Monday, February 13, 2012
Bikes vs. Cars
Last year, I participated in one of the coolest programs involving bicycle awareness, Road Respect Utah. Most other programs I have seen focus on motorists looking out for cars, but Road Respect Utah takes a different approach. The Utah campaign takes the angle that motorists and cyclists alike share the responsibility for making sure our roads are safe. And they're exactly right.
Cyclists share much of the blame as to why motorists have so much angst us. Whether its not knowing the rules of the road and lack of awareness or just outright disrespect I have seen countless cyclists riding more than 2 abreast, running stop signs and not signaling. Of course motorists share the blame as well. Many don't understand cyclists have a right to be on the road, we're tax paying citizens and cycling is a legitimate use of the road.
So where's the love? Every time I ride outside on the road, I have some sort of close call with a car. In traffic, I've learned to ride heads up and very defensively.
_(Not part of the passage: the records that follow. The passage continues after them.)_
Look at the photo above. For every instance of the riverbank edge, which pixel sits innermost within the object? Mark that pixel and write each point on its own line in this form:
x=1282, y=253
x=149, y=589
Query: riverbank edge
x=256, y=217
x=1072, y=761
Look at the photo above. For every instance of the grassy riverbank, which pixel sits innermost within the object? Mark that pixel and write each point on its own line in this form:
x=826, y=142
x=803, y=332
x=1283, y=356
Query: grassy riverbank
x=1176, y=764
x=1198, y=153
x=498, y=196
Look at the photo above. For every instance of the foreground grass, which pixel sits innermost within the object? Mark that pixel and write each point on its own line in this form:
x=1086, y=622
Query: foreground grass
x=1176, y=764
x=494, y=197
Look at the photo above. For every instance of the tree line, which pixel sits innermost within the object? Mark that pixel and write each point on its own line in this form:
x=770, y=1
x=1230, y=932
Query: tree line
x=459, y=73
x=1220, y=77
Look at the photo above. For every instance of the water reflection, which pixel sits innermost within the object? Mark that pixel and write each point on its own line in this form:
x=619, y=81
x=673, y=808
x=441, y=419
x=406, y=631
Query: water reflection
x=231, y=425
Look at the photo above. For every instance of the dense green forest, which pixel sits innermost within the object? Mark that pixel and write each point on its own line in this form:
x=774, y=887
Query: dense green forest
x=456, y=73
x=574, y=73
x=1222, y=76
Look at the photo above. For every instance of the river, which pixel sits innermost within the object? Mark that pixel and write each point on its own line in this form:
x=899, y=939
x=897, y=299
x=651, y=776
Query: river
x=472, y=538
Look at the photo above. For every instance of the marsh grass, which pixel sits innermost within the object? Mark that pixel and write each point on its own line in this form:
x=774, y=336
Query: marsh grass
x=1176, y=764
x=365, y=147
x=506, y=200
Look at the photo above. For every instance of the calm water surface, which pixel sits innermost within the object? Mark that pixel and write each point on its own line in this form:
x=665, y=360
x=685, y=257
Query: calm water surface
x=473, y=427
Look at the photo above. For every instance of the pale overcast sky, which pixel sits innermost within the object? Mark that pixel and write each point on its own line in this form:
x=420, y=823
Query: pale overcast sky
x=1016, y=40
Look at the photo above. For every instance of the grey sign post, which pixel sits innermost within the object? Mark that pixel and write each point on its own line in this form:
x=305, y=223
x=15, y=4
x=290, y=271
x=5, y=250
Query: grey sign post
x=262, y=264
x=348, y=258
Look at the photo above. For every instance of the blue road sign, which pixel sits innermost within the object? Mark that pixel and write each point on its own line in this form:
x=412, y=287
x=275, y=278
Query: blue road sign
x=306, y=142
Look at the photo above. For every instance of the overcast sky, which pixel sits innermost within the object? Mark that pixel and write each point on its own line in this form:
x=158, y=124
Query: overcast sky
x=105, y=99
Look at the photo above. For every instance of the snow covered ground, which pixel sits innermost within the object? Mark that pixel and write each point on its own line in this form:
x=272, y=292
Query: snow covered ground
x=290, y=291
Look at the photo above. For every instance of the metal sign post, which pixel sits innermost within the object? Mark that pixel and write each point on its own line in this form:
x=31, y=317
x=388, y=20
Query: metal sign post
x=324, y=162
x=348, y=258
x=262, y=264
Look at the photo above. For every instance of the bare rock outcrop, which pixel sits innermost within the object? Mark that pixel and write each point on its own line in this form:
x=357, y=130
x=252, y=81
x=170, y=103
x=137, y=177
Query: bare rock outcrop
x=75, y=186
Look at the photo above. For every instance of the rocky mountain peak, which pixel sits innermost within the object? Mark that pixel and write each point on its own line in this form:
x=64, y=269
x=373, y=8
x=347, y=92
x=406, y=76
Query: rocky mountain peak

It keeps me alive. Most of the close calls involve a driver just not seeing me but too often a driver does see me and cuts me off, passes to close, yells out their window or smokes me out with their diesel exhaust.
Its a vicious cycle and both sides need to start respecting the rules of the road and respecting each other. Cyclists, please ride single file in traffic and obey stop signs and signals. Motorists, please give us 3 feet when passing and stop pulling out in front of us, throwing things at us, yelling obscenities and smoking us out. Its pretty simple.
We need to remember things things when racing as well. Just this last weekend, the Pro/Cat 1 category at the Valley of the Sun Stage Race had a terrible accident. All I know is what's been reported and some accounts of riders I know who were there. It sounds like a law enforcement official allowed a car on the road too close to the fast approaching cyclists from behind. Apparently, the motorist had no idea what was going on and stepped on the brakes causing the leaders of the peloton to crash into the back of the car.
Most races take place on open roads. Closing roads during many races would be cost prohibitive so promoters should be doing all they can to ensure a safe race. The permits obtained for racing simply allow us to be guests on the road during the race. Its up to law enforcement, volunteers and promoters to make motorists aware of what's taking place on the road and have enough trained staff in place to make it happen. However, racers also need to be aware that cars could be present and be prudent in putting safety above racing.
Now, I don't know all the details from the Phoenix crash. I'm a racer and promoter so I'm interested in finding out more about what happened and how to avoid it in the future. I wasn't there so I can only go by what's been said to me and what I've read. But my point is we, as in motorists and cyclists, need to be more aware. Whether its racing, training or commuting to work, roads need to be a safe place to ride a bike. Cyclists and motorists can and should be able to share the road and ultimately have more "road respect".